Jean-Pierre Marielle spielt in Faut que ça danse! den 75-jährigen Salomon Bellinsky, einen in Paris ansässigen Juden, der als Kind der Deportation nach Auschwitz entkommen ist – ein Stellvertreter für Noémie Lvovskys Vater, „dessen Eltern und alle Verwandten, die auf der Flucht vor den Pogromen aus der Ukraine kamen, in den Lagern der Nazis starben“, so die Regisseurin in einem Interview. „Es gibt keine Spuren, keine Sterbeurkunden, keine Gräber, keine Fotos, keine Gegenstände, nur Namen und meine Geister.
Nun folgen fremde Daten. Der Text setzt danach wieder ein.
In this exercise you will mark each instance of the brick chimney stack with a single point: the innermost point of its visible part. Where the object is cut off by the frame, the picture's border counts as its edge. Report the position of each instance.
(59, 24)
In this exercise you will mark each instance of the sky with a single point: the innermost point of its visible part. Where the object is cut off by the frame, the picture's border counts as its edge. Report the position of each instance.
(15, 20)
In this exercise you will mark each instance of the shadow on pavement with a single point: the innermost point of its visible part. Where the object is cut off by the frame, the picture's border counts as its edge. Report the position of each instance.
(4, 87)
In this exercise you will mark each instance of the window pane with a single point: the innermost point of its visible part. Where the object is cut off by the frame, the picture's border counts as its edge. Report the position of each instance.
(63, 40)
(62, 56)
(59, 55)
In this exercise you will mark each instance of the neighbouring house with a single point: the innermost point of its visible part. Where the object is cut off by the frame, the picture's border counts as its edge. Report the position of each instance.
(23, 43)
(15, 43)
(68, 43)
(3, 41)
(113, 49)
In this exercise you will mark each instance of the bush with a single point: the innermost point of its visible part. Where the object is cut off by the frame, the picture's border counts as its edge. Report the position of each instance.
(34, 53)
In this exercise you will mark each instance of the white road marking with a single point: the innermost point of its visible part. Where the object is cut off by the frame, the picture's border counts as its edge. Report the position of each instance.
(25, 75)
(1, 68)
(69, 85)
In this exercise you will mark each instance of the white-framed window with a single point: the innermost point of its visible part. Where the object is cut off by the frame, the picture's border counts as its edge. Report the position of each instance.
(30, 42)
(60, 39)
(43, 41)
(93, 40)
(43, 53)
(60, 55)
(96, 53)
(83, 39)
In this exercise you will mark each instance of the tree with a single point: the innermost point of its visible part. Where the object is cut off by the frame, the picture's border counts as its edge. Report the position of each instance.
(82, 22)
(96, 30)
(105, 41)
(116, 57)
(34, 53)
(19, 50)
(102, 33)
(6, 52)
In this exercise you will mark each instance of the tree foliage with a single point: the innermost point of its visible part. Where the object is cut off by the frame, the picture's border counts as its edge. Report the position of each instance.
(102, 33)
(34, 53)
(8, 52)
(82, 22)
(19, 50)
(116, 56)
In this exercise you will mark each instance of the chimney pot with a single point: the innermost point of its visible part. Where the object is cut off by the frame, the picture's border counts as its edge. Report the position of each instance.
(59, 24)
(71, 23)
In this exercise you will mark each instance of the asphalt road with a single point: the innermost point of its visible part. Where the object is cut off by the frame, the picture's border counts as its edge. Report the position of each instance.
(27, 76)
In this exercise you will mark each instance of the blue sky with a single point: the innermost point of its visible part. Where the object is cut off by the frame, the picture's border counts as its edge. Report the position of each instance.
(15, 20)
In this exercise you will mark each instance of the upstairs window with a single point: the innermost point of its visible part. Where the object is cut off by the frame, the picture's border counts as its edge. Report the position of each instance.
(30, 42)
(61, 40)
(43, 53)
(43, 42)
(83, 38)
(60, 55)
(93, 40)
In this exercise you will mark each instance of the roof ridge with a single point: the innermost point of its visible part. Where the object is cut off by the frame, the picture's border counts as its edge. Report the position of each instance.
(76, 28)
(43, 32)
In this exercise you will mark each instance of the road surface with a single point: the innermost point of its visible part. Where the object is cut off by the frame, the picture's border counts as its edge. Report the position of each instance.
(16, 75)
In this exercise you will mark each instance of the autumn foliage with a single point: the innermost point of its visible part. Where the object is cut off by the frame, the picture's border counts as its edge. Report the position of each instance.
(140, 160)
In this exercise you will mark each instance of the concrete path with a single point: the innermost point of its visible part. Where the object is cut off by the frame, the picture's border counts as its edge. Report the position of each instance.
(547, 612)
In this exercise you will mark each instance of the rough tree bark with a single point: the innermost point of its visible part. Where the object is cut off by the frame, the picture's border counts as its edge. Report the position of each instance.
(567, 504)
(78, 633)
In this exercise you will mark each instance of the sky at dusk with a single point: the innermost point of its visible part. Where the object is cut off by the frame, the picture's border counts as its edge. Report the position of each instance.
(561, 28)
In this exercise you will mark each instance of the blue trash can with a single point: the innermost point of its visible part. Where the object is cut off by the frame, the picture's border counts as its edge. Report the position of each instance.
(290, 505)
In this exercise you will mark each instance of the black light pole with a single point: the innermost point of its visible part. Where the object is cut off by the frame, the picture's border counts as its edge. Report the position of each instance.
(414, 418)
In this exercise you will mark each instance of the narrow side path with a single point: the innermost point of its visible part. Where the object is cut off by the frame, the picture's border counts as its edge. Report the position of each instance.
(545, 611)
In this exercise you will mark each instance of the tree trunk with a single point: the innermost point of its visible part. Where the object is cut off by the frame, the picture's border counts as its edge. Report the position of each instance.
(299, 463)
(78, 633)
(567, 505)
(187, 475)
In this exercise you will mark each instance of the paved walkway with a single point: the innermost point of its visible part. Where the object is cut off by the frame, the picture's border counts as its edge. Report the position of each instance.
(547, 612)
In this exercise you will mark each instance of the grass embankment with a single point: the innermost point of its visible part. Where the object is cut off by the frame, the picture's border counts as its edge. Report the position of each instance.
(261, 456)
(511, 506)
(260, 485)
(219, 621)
Das hat mich verfolgt und verfolgt mich noch immer.“ Der Ohnmacht und dem Trauma der Vergangenheit hält Salomon eine Form des Widerstands und des stolzen Weiterlebens entgegen: Mit stilsicherem komödiantischen Tonfall ist Faut que ça danse! ein Lustspiel über Begierde und Trotz im Alter – und neben Axelle Roperts meisterlichem Debüt La Famille Wolberg (2009) einer der wenigen neueren Filme über jüdisches Leben in der französischen Gegenwart und das Lebendighalten der Erinnerung an den Holocaust.
Kein Verblassen

Autobiografisch geprägt ist auch Demain et tous les autres jours, der die schwierige Beziehung einer Achtjährigen zu ihrer unter zunehmenden Bewusstseinsstörungen leidenden Mutter als ein farbenfrohes Märchen mit einer vermittelnden sprechenden Eule erzählt. Lvovsky verkörpert darin selbst eine fiktive Version ihrer eigenen Mutter, wodurch ihre Performance zu einer physischen Form der Gedächtnisarbeit wird: jede Geste und jede Miene ein Andenken, eine Annäherung an die Verstorbene.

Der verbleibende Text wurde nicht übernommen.